Projektionsbericht 2026: Deutschlands Treibhausgasemissionen sinken weiter, doch die Klimaziele für 2030 und 2045 werden mit den bisher beschlossenen Maßnahmen voraussichtlich verfehlt

16.06.2026

Quelle: E & M powernews

Die Treibhausgas-Projektionen des Öko-Instituts zeigen: Mit den bislang beschlossenen Maßnahmen sinken Deutschlands Emissionen zwar weiter. Zentrale Klimaziele aber werden verfehlt. 

Deutschland wird seine Klimaziele mit den bislang beschlossenen und umgesetzten Maßnahmen voraussichtlich nicht erreichen. Das zeigt der Projektionsbericht 2026, den das Öko-Institut gemeinsam mit mehreren Forschungseinrichtungen im Auftrag des Umweltbundesamtes erstellt hat.

Bis 2030 sinken die Treibhausgasemissionen demnach zwar gegenüber 1990 um 62,6 Prozent. Das im Bundes-Klimaschutzgesetz (KSG) festgelegte Ziel von 65 Prozent wird damit aber knapp verfehlt. Die für 2045 angestrebte Netto-Treibhausgasneutralität verpasst Deutschland mit den bislang beschlossenen Maßnahmen sogar deutlich: Eine Minderung von nur 83 Prozent prognostiziert der Bericht für das Zieljahr. 

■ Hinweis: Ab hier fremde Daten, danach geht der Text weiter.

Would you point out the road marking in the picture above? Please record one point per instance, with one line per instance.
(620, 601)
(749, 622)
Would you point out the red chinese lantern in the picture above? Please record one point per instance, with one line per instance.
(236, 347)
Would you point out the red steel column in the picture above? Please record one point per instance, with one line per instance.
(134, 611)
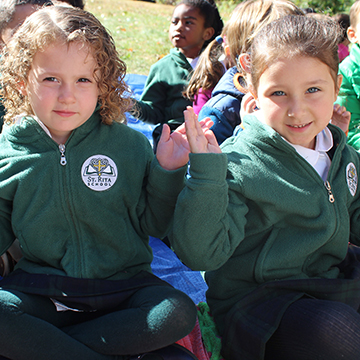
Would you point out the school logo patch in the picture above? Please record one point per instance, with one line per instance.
(351, 178)
(99, 172)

Konkret: Die Gesamtemissionen ohne Landnutzung, Landnutzungsänderung und Forstwirtschaft (LULUCF) gehen den Forschenden zufolge von 649,8 Millionen Tonnen CO2-Äquivalenten im Jahr 2024 auf 468,4 Millionen Tonnen im Jahr 2030 zurück. Für 2045 werden immer noch 212,5 Millionen Tonnen CO2-Äquivalente ausgewiesen. 

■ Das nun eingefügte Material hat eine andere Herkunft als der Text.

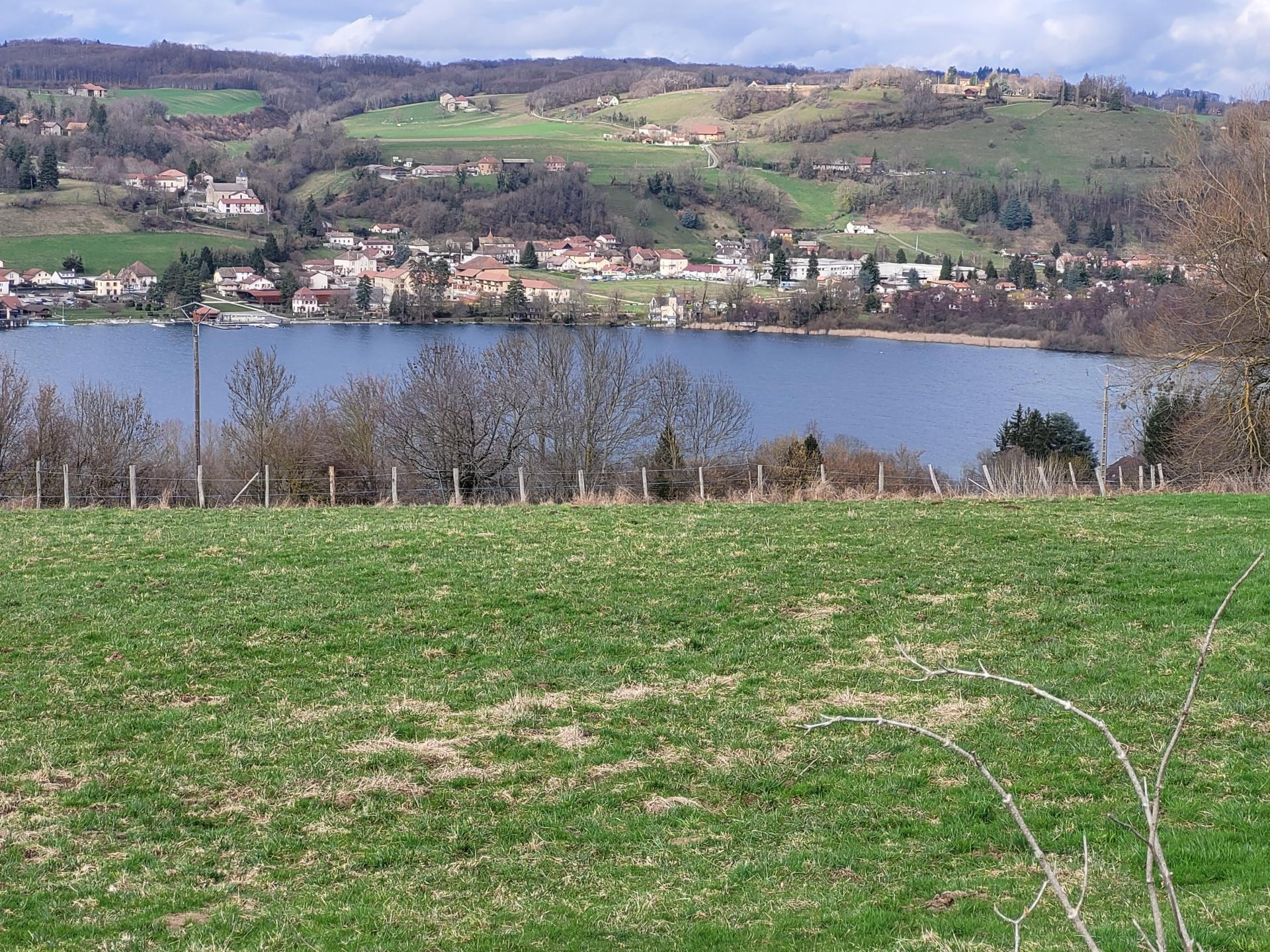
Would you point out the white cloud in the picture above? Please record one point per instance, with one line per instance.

Musterschüler Energiewirtschaft

Als wichtigste Treiber der Emissionsminderung nennt die Studie den Ausbau erneuerbarer Energien, Effizienzsteigerungen und Energieeinsparungen. So berechnen die Autoren den Anteil erneuerbarer Energien am Bruttostromverbrauch im Jahr 2030 mit rund 79 Prozent. Gleichzeitig sinken die Emissionen der Energiewirtschaft bis 2030 auf 94,2 Millionen Tonnen CO2-Äquivalente und damit um mehr als die Hälfte gegenüber 2024. Allerdings: Das für 2030 gesteckte Ziel eines Erneuerbaren-Anteils am Strommix von 80 Prozent wird auch hier knapp verfehlt.  
Die größten Defizite sehen die Autoren im Verkehrs- und Gebäudesektor. Im Verkehr summiert sich die Zielverfehlung bis 2030 auf rund 187 Millionen Tonnen CO2-Äquivalente. Auch werden für 2030 lediglich sieben Millionen batterieelektrische Pkw prognostiziert. Das liegt deutlich unter der politischen Zielmarke von 15 Millionen Fahrzeugen. 

Im Gebäudesektor bleibt bis 2030 eine Lücke von 110 Millionen Tonnen CO2-Äquivalenten gegenüber dem Klimaschutzpfad bestehen. Die (potenziellen) Auswirkungen von Gebäudemodernisierungsgesetz und der Bundesförderung für effiziente Gebäude bewertet die Studie dabei positiv. 

Die Industrie wird nach den Projektionen bereits ab etwa 2028 zum größten Emittenten Deutschlands und bleibt auch langfristig der emissionsstärkste Sektor. Gleichwohl sinken die Emissionen der Industrie bis 2030 um rund 60 Prozent. Das Instrument, das den Studienautoren zufolge den größten Beitrag zur Emissionsminderung leistet, ist der EU-Emissionshandel.

Besonders kritisch bewertet der Bericht die Entwicklung im LULUCF-Sektor. Die Landwirtschaft unterschreite zwar die Jahresemissionsmengen bis 2030. Geringere Mengen ausgebrachten Stickstoffs und die Verbesserung der Stickstoffeffizienz führten zu sinkenden Emissionen. Langfristig jedoch würden die Emissionen der Landwirtschaft deutlich langsamer sinken als in anderen Sektoren. Der Sektor werde damit zur zweitgrößten Emissionsquelle.

Die vollständige Studie „Treibhausgasprojektionen 2026 für Deutschland“, an der neben dem Ökoinstitut auch das Fraunhofer ISI, IREES, Prognos, M-Five, FfE und das Thünen-Institut beteiligt waren, ist im Internet abrufbar.